Dans le paysage urbain français, le phénomène des dark stores prend de l'ampleur. Cette nouvelle approche de la livraison rapide séduit de plus en plus de consommateurs, permettant de recevoir ses courses à domicile en moins de dix minutes. Ici, nous vous proposons une découverte fascinante de ce modèle en plein essor.
Avez-vous récemment entendu parler des dark kitchens, ces restaurants sans salle à manger qui livrent vos plats préférés ? Aujourd'hui, c'est au tour des dark stores d'émerger. Contrairement à leurs homologues culinaires, ces supermarchés discrets ne sont pas illégaux et ne posent aucun risque pour le consommateur. Depuis le début de la pandémie, leur popularité a explosé, et les experts prévoient que ce modèle persistera même après la crise sanitaire.

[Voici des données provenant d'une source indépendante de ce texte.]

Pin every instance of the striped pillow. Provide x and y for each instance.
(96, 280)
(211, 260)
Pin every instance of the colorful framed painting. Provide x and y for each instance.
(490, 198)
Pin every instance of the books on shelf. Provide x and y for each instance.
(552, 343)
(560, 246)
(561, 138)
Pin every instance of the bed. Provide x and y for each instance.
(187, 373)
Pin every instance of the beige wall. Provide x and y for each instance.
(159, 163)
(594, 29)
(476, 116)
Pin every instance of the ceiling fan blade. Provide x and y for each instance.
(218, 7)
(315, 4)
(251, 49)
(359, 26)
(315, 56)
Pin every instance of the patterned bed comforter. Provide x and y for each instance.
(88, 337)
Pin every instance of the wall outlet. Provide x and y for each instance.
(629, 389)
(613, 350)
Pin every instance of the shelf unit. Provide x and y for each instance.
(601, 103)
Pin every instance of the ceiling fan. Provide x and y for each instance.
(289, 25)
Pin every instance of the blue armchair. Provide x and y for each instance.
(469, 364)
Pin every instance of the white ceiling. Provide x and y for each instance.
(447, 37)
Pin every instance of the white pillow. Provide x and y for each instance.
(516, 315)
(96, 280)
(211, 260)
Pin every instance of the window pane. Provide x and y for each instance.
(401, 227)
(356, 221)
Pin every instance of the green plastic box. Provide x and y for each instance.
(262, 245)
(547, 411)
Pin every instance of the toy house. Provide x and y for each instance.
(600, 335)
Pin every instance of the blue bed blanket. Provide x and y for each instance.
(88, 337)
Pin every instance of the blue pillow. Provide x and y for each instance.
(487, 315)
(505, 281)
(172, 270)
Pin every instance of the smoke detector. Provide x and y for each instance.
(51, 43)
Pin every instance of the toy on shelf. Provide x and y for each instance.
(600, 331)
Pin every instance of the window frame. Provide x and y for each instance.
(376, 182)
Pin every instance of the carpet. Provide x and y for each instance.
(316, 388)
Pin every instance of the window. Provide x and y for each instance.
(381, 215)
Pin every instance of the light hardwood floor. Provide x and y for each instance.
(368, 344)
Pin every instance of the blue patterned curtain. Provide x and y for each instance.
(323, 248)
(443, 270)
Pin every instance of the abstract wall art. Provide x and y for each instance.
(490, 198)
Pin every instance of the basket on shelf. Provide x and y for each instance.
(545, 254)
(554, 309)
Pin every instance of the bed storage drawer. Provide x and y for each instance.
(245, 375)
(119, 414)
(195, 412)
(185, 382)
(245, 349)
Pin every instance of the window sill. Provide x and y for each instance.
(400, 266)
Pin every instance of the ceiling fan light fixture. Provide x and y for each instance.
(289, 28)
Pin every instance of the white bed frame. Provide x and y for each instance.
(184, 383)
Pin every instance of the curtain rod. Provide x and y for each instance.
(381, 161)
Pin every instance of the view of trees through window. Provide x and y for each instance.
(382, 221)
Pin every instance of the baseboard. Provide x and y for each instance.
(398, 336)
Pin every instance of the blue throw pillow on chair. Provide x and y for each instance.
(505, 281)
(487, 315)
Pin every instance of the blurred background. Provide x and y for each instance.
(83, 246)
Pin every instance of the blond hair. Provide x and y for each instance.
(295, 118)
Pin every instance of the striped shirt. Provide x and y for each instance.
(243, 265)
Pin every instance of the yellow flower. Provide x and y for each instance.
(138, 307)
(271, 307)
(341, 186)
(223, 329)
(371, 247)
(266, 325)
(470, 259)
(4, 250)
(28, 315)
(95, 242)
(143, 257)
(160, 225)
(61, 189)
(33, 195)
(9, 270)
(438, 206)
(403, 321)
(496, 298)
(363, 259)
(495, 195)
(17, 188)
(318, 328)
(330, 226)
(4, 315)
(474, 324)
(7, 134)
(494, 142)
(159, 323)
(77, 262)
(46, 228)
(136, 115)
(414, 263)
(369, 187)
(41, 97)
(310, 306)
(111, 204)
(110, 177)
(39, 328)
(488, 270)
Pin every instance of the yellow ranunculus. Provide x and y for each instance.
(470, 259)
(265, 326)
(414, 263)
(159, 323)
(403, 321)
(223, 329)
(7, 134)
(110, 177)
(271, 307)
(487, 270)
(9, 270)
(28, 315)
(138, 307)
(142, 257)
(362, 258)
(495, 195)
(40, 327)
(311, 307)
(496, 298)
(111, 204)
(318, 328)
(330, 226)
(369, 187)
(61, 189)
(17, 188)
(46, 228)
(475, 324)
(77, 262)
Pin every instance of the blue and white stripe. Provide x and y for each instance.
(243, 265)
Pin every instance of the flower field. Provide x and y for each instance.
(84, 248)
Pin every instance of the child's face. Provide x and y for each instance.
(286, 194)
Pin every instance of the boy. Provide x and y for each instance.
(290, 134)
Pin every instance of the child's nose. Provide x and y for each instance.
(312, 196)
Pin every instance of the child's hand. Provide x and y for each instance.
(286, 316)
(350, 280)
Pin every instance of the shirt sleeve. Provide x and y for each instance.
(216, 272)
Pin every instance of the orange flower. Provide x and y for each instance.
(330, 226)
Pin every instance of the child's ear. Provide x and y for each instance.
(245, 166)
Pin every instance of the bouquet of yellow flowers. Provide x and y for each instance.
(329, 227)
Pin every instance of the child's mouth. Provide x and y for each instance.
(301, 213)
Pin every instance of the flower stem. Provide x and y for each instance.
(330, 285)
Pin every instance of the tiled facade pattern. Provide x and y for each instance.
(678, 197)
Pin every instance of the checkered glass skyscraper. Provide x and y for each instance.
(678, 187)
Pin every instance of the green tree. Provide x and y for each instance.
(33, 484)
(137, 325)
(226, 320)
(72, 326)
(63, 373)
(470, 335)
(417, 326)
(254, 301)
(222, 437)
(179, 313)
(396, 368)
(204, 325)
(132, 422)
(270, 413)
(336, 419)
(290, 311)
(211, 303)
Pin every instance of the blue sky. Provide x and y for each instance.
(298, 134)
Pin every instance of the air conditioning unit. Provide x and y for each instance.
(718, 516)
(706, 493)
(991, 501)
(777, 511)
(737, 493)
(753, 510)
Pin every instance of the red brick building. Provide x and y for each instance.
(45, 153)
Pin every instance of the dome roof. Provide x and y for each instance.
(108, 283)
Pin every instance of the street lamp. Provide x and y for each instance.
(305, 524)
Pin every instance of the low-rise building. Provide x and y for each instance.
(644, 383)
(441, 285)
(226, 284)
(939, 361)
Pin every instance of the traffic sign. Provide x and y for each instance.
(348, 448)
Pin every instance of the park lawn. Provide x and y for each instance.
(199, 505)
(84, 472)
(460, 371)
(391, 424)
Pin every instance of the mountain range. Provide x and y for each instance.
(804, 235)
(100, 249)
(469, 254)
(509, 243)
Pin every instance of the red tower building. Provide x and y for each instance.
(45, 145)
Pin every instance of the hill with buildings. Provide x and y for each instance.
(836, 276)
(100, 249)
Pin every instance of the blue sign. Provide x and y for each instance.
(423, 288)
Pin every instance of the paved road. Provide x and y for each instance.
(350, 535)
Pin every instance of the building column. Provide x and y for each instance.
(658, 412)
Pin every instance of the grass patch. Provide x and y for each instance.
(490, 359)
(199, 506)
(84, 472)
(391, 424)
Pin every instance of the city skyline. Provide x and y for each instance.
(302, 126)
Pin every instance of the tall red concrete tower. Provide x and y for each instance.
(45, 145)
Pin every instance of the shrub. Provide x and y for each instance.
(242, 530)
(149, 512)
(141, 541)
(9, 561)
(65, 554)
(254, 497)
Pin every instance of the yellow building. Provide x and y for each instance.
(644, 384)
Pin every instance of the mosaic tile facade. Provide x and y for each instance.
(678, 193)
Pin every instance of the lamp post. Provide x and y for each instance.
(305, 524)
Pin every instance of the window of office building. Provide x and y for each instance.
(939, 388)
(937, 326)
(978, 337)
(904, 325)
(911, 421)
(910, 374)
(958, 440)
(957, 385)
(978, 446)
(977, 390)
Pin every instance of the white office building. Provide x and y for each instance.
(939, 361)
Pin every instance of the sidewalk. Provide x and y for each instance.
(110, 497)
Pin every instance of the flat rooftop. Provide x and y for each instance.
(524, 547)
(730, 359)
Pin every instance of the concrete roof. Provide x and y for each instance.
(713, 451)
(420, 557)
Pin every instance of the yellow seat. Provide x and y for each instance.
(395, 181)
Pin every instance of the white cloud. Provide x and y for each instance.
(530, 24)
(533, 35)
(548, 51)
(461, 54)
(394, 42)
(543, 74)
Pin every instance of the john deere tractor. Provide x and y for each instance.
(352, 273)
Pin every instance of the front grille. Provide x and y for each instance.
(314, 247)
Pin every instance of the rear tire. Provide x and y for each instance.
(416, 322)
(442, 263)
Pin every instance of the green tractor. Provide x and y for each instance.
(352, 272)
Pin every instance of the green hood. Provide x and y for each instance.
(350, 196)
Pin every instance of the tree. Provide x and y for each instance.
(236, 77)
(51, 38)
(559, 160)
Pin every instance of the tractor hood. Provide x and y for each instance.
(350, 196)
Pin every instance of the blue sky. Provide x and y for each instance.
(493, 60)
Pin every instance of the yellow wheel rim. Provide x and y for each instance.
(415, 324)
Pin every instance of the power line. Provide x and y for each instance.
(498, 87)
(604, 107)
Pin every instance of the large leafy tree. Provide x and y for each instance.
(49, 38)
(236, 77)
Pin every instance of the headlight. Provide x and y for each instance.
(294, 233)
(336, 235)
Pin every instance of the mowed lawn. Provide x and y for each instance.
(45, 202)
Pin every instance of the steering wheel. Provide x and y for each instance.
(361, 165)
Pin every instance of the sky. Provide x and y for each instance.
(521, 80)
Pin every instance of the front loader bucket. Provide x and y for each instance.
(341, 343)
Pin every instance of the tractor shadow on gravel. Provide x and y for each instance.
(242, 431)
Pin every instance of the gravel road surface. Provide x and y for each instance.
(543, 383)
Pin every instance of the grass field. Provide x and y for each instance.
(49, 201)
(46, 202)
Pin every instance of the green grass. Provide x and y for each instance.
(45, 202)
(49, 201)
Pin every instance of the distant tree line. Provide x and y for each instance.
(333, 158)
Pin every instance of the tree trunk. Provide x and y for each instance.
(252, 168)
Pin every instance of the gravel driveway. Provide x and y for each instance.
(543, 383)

Qu'est-ce qu'un dark store ?
D'origine américaine, les dark stores sont des magasins alimentaires sans clientèle physique. Leur fonction principale est la livraison à domicile. Depuis la crise liée à la Covid-19, les achats en ligne doivent s'adapter aux nouvelles habitudes des consommateurs, et ces concepts de magasins à l'ombre se multiplient. Tout comme les supermarchés, la marchandise y est organisée en rayons, mais ces entrepôts offrent généralement moins de choix que les grandes surfaces, tout en ayant l'essentiel.
Une livraison express
L'atout incontournable d'un dark store est sa rapidité de livraison. En moyenne, il vous faudra seulement dix minutes pour que votre commande arrive chez vous. Ce processus efficace repose sur une logistique bien rodée : dès que vous validez votre commande via l'application, un opérateur au sein de l'entrepôt reçoit la liste de vos courses sur son appareil mobile. Un algorithme optimise ensuite le parcours de l'employé pour éviter les allers-retours. Une fois la commande préparée, le colis est remis à un livreur à vélo ayant préalablement planifié le trajet.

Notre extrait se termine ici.